Are they, however, as good as they appear? This is a comprehensive look at carb blockers and how they affect your health and weight.
What Are Carb Blockers?
Carb blockers, in basic terms, aid to “prevent” the breakdown of starches. This turns the starches indigestible, transforming a molecule that would ordinarily deliver 4 calories per gram and raise blood sugar into an inert material that just passes through our gastrointestinal system.
Carb blockers accomplish this feat by limiting the activity of particular enzymes that aid in the breakdown of longer chains of carbohydrates molecules into easily digested simple sugars. These substances are known as Phaseolus vulgaris extract or white kidney bean extract and are derived from beans. Others include alpha-glucosidase inhibitors (AGIs), which are prescription drugs used to treat excessive blood sugar in type 2 diabetics.
How Do Carb Blockers Work?
Carb blockers lower the amount of glucose and insulin spikes that your body experiences after consuming refined carbs. Anything from rice, pasta, and bread to pizza, popcorn, carbonated beverages, sugary cereals, chocolates, sweets, and pudding—you get the picture.
Here’s how carbohydrates work: simple carbohydrates may be found in meals such as fruits and dairy products. They can also be present in processed foods like sodas, sweets, and flavored yogurts. Foods like pasta, bread, rice, and starchy vegetables like potatoes contain complex carbohydrates. Complex carbohydrates comprise many simple carbohydrates. These simple carbohydrates are joined to create chains, which need to be broken down by enzymes before being absorbed.
Carb blockers are essentially chemicals that stop certain enzymes from breaking down complex carbohydrates. As a result, these carbohydrates travel through the large intestine unbroken or absorbed. They don’t add any calories or boost blood sugar levels.
If you’re trying to stick to a balanced diet but finding it tough to forgo the odd high carbohydrate treat, a carb blocker might help reduce the release of glucose into the bloodstream, requiring less insulin.
Carb Blockers and Weight Loss
Recent years have been tumultuous, and one consequence of it has been a collective weight gain. In fact, 48% of people were found to have gained weight during the first year of the pandemic alone. Our food consumption soared as we transformed our eating environment into a recreational paradise for our taste senses, overflowing our bodies with energy.
As a result of this energy excess, our bodies begin to store more and more fat, while our blood sugar levels rise to dangerously high levels. According to the CDC, cases of diabetes and obesity are rising at an alarming rate every single year.

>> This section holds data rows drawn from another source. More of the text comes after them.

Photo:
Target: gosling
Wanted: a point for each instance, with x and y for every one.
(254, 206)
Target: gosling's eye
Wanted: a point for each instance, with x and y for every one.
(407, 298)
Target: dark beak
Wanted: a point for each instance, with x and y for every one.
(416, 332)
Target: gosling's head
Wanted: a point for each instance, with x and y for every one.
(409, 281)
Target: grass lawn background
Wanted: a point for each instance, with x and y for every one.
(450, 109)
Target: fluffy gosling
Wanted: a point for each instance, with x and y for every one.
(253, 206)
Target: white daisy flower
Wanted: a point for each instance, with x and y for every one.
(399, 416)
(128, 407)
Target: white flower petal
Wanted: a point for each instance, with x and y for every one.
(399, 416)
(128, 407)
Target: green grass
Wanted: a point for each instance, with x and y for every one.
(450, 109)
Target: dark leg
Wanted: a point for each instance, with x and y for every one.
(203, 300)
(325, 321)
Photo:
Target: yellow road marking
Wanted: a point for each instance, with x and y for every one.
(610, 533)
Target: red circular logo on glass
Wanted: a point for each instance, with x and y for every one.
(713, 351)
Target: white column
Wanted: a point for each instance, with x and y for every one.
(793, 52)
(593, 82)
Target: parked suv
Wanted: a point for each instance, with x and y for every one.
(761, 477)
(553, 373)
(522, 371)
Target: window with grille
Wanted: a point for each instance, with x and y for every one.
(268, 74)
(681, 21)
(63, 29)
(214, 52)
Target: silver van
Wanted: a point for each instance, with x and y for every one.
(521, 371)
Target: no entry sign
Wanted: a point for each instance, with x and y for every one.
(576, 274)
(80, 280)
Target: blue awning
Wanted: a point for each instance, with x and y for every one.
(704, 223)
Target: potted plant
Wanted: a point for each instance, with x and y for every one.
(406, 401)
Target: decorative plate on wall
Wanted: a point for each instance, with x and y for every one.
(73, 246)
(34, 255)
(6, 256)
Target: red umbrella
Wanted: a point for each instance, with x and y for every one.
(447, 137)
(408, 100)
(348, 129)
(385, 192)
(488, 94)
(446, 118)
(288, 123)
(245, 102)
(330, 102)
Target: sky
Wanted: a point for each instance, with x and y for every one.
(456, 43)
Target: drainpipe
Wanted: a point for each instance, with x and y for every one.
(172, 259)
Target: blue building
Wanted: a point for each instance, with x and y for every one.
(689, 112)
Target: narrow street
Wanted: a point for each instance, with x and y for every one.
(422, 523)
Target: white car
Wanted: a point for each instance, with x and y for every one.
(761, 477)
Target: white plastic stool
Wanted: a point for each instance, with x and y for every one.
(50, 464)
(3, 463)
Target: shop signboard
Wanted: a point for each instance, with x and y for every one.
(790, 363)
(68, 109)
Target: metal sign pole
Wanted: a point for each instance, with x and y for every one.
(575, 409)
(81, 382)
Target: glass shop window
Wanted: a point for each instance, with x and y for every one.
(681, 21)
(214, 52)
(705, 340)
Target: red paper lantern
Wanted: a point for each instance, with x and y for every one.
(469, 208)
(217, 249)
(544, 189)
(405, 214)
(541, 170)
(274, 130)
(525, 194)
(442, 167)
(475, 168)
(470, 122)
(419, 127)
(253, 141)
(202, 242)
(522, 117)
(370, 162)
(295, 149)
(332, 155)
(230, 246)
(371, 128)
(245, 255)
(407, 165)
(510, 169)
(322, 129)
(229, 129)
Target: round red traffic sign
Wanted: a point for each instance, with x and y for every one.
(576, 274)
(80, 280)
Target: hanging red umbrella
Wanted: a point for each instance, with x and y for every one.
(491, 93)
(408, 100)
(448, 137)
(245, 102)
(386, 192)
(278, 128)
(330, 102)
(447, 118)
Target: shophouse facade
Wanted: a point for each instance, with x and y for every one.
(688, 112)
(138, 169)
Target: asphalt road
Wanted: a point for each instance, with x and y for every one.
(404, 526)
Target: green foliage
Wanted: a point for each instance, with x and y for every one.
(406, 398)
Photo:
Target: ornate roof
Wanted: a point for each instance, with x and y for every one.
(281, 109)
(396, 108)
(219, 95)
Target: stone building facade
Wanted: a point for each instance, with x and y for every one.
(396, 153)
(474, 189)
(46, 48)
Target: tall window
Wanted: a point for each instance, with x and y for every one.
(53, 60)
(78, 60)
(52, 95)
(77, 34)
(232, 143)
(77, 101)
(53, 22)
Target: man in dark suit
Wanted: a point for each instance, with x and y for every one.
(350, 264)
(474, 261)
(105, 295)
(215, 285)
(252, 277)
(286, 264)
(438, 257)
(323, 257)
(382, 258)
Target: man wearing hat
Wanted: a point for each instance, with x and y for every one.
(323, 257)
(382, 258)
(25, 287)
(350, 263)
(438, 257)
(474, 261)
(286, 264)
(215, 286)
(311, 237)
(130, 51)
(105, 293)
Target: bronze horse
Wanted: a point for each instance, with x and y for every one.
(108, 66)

If you choose the correct carb blocker, you may lower the number of carbohydrates your body absorbs from food dramatically, meaning that you’re storing less fat from your diet.
We mentioned earlier that carb blockers help you avoid some of the calories from consuming food—50 to 65% of carb-digesting enzymes, to be precise. Inhibiting these enzymes, however, does not always imply that the same percentage of carbohydrates is prevented. A study of a powerful amylase inhibitor discovered that it stopped 7% of carbohydrates from being absorbed (although it can also inhibit 97 percent of the amylase enzyme).
This is possible because carb blockers may not always prevent carbohydrates from being absorbed directly. They might merely lengthen the time it takes the enzymes to digest them.
Benefits of Carb Blockers
The most typical applications for carb blockers are weight loss and dieting. The pills are often seen as a less time-consuming alternative to a balanced diet and moderate exercise.
Carbohydrate blockers may have the following benefits:
- Lowering carb consumption can help you lose weight.
- Reduces the quantity of sugar consumed from carbs to reduce blood sugar levels.
- Provides nutritious resistant starch, which has been related to a reduction in body fat and healthier gut bacteria.
- Allows you to consume high-carbohydrate foods without gaining weight.
- You only need to take 1–2 tablets before each meal to get started.
- It’s easier to incorporate into your lifestyle because there are technically no dietary or physical activity changes required.
Should You Take a Carb Blocker?
Carb blockers have been shown in a few trials to aid with weight reduction, hunger suppression, and blood sugar control.
However, there hasn’t been enough research done to determine if carb blockers have a long-term effect. As it stands, they are most likely beneficial to people who eat a moderate-to-high-carbohydrate diet.
It’s important to remember that carb blocker supplements are just that—supplements. They are not a replacement for a healthy way of living. To obtain long-term effects, you still need a good diet and exercise.